Suling Emas berkilat pandang matanya. “Bukan soal, coba pergunakan pedangmu!”
Kata-kata ini merupakan perintah sehingga kalau menuruti wataknya, Lin Lin tentu tak sudi menurut. Akan tetapi ia sudah terlalu mendongkol dan ingin ia memperlihatkan kelihaiannya. Cepat tangannya merenggut, karena ia mengira bahwa Suling Emas akan mempermainkannya dan pura-pura saja mengembalikan pedang. Hampir ia terjengkang ke belakang, karena kiranya pedang itu sama sekaii tidak dipertahankan oleh Suling Emas sehingga ketika ia mencabut sekuat tenaga, ia terdorong oleh tenaga tarikannya sendiri.
“Lihat pedang!” teriaknya, lebih mendongkol dan marah lagi karena hampir terjengkang. Sinar kuning berkelebat dan bergulung-gulung merupakan gelombang lingkaran yang menerjang diri Suling Emas.
“Bagus!” Suling Emas berkelebat lenyap dan berubah menjadi bayangan yang selalu luput dari pada bacokan mau pun tusukan pedang. “Wah, jadi kau yang mencuri Pedang Besi Kuning? Hemmm, tentu dengan Kim-lun Seng-jin. Heiiiii, ilmu pedang ini, apakah kau bukan murid Kim-lun Seng-jin?”

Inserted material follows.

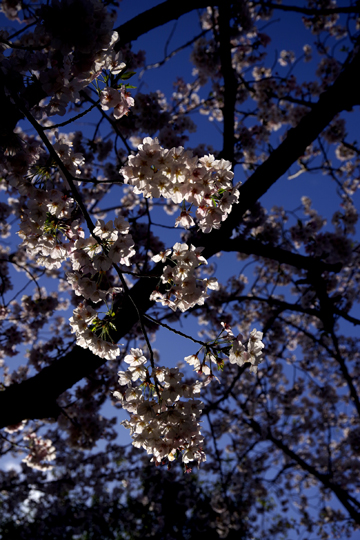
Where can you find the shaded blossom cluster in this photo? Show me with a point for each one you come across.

Makin marahlah Lin Lin, karena biar pun ia sudah berpedang, mana mungkin ia dapat merobohkan bayangan? Manusia ini tulenkah atau setan?
“Aku bukan murid si Gundul Pacul! Hayo kau keluarkan kepandaianmu, hayo kau pergunakan pedangmu, kita bertanding selaksa jurus sampai salah seorang menggeletak mandi darahnya sendiri!” tantangnya.
Akan tetapi tiba-tiba Suling Emas menarik napas panjang dan seketika wajahnya berubah, muram dan tak acuh. Tadi ia bersikap gembira dan matanya bersinar-sinar, wajahnya berseri-seri. Agaknya sekarang ia teringat akan keadaannya yang ‘tidak wajar’ itu, dan kembalilah ia pada sikapnya seperti yang sudah-sudah, murung dan dingin. Ia membalikkan tubuh, menghampiri meja dan duduk menghadapi kitab yang sudah sejak tadi terbuka di atas meja itu. Sama sekali ia tidak mau mempedulikan lagi kepada Lin Lin.
“Heeiiiii, hayo bangkit. Kita bertanding!” Lin Lin membentak. Akan tetapi Suling Emas seakan-akan tidak mendengar bentakannya dan terus saja membaca kitab. Bibirnya umak-umik (komat-kamit) dan tampaknya asyik benar.
“Tak sempat dan tiada nafsu bertanding...,” tiba-tiba Suling Emas berkata lirih dan mulutnya komat-kamit lagi membaca kitabnya.
“Monyet, celeng, kadal, bunglon, tikus...!” Lin Lin menyebut semua binatang yang dianggapnya paling menjijikkan, dilontarkannya semua nama binatang itu kepada Suling Emas untuk memancing perhatian dan kemarahannya. “Kau bunuh Ayahku, hayo kita bikin perhitungan sampai lunas!”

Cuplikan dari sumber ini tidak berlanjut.